A estatística mais reveladora sobre a evolução de Pedro no Flamengo não está nos gols marcados, mas nas finalizações por partida. Com Leonardo Jardim, o atacante registra média de 3,2 tentativas contra 2,1 com Filipe Luís - um salto de 52% que expõe como diferentes filosofias táticas podem potencializar ou limitar um mesmo jogador no futebol contemporâneo.
A matemática da eficiência ofensiva
Os números compilados desde 2022 desenham um mapa preciso das transformações no rendimento de Pedro. Sob o comando de Paulo Sousa, o centroavante convertia apenas 18% de suas finalizações em gols. Com Jardim, essa taxa alcançou 28% - um incremento de 55,5% que coloca o jogador entre os atacantes mais eficientes da América do Sul.
Mais significativo ainda é o deslocamento geográfico dessas tentativas. Durante a era Dorival Júnior, 48% das finalizações de Pedro ocorriam dentro da área. Com o técnico português, esse percentual subiu para 62%, indicando um reposicionamento tático que privilegia chegadas em zonas de maior probabilidade de conversão.
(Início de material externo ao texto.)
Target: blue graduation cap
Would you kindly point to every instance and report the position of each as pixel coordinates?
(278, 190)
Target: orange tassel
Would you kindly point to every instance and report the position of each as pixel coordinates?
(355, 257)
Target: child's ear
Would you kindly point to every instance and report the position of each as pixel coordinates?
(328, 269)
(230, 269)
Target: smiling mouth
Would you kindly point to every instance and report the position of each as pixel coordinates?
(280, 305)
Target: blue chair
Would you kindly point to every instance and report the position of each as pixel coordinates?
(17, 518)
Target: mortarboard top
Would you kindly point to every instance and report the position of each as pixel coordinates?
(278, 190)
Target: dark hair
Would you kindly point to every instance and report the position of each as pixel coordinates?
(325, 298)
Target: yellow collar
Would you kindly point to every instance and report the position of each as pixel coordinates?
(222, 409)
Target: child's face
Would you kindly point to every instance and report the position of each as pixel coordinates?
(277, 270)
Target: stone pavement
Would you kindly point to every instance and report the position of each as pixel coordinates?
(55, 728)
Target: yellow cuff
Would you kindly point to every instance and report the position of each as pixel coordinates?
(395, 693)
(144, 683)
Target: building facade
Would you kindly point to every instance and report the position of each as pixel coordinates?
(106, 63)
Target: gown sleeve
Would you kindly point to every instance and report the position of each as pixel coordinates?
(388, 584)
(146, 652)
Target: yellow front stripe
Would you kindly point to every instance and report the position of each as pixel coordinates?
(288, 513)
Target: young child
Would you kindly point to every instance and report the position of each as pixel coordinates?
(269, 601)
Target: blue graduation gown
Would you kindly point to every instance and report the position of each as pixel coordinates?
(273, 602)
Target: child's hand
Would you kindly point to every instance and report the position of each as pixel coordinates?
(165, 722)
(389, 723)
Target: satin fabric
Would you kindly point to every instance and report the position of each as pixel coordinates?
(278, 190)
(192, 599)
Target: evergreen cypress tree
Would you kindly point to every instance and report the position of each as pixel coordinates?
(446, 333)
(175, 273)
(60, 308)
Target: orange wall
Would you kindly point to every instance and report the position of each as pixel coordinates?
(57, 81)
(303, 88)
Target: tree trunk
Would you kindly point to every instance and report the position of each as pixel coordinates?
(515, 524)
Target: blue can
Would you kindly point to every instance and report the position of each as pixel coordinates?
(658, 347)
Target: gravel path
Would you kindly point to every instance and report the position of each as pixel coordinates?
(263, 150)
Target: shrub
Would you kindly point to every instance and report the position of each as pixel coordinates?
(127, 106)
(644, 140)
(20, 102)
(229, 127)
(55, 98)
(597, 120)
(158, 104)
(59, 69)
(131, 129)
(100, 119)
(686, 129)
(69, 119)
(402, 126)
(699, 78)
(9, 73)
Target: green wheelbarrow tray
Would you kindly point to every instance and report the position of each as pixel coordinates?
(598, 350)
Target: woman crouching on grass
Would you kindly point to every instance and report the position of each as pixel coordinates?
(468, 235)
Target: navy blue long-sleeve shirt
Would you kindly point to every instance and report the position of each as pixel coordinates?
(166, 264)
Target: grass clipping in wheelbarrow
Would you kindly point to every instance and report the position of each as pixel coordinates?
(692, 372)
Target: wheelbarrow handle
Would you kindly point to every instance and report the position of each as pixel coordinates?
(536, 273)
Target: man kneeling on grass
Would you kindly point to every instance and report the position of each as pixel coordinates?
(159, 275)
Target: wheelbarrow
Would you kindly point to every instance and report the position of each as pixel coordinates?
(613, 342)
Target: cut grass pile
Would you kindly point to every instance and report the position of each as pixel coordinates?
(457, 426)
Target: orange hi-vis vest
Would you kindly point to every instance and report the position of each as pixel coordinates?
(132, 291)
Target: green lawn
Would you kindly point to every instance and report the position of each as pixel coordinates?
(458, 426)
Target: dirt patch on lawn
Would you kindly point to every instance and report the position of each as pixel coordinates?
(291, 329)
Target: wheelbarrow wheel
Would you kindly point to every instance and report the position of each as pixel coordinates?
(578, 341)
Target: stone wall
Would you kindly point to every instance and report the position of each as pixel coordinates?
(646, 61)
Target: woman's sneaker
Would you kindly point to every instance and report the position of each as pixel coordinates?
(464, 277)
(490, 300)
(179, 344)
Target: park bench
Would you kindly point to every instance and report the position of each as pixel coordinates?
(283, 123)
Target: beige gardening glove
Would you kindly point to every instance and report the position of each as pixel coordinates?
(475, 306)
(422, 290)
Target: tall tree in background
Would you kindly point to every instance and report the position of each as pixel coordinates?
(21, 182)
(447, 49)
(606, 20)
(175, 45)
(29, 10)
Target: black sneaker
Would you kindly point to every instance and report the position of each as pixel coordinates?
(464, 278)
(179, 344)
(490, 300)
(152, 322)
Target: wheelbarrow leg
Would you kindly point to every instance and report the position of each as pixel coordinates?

"Há treinadores que são mais camaleônicos, mais adaptáveis e flexíveis. O fato de termos trazido um treinador que se adapta mais do que impõe o modelo de jogo teve uma influência muito positiva no Pedro", explicou José Boto, diretor de futebol do clube.
Segundo apuração do SportNavo, essa adaptabilidade mencionada por Boto reflete uma tendência crescente no futebol brasileiro: a migração de modelos rígidos para sistemas flexíveis que maximizam características individuais. Pedro, com suas limitações de mobilidade mas alta capacidade de finalização, exemplifica como o aproveitamento de perfis específicos pode gerar ganhos exponenciais de produtividade.
Jardim e a revolução silenciosa no ataque rubro-negro
Em dez jogos sob comando de Leonardo Jardim, Pedro anotou seis gols e uma assistência - números que traduzem uma taxa de participação direta em gols de 70%. O contraste com o período final de Filipe Luís, quando chegou a ser cobrado publicamente, evidencia como ajustes táticos pontuais podem resgatar carreiras aparentemente estagnadas.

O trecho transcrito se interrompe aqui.